July 16, 2016.
After #Chango we crossed a bridge over the #Spiti and then took a wide turn to the right, intending to drive straight through to #Sumdo since we were keen to get #Tabo after a planned detour. But then, I looked up and saw a series of caves sort of suspended above us as we sped past.
I hollered, Parvinder braked gently, the Xylo came to a halt, I got out and ran back and started climbing. First upright on my feet, then with the support of my hands, and then again upright.
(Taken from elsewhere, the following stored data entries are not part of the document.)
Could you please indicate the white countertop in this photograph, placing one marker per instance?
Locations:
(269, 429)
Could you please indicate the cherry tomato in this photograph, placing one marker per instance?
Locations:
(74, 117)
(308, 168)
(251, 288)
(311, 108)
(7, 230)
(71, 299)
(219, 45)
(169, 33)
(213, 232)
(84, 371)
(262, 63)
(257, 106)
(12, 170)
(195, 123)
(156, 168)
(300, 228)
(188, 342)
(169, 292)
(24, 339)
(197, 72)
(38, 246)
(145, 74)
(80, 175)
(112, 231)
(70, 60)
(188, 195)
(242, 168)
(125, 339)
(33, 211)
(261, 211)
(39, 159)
I was up to the caves in 10 minutes and I stood there looking down at the road and the river and the mountains across, catching my breath and imagining what it must have been like hundreds of years ago (maybe thousands) when people may have lived in these caves.
There was a series of caves with the largest towards the left, a set of smaller caves in the middle and then another slightly larger one on the right. The mountain is gravel, pebbles, grey soil, dust, and rock – you have to watch your step and tread carefully and confidently to stay upright.
The caves are dug into the mountain, and have enough space for living, sleeping two maybe three in the smaller caves, and five to six in the bigger ones. The local people seem to be using the caves for storing grass and hay for their animals. Some of the caves have a door and locks.
It was an exciting climb and ‘discovery’ but I couldn’t get any accurate or concrete information on how old the caves might be or if there was any known history.
Parvinder was aware of the caves since he has travelled this way several times but didn’t know much about them nor had he stopped here before. And for once, The Wayfarer and Kaushal were also hunting information.
I made a note (to myself) to return to Shialkhar and see if I could find some tales and information from the sarpanch and other members of the village.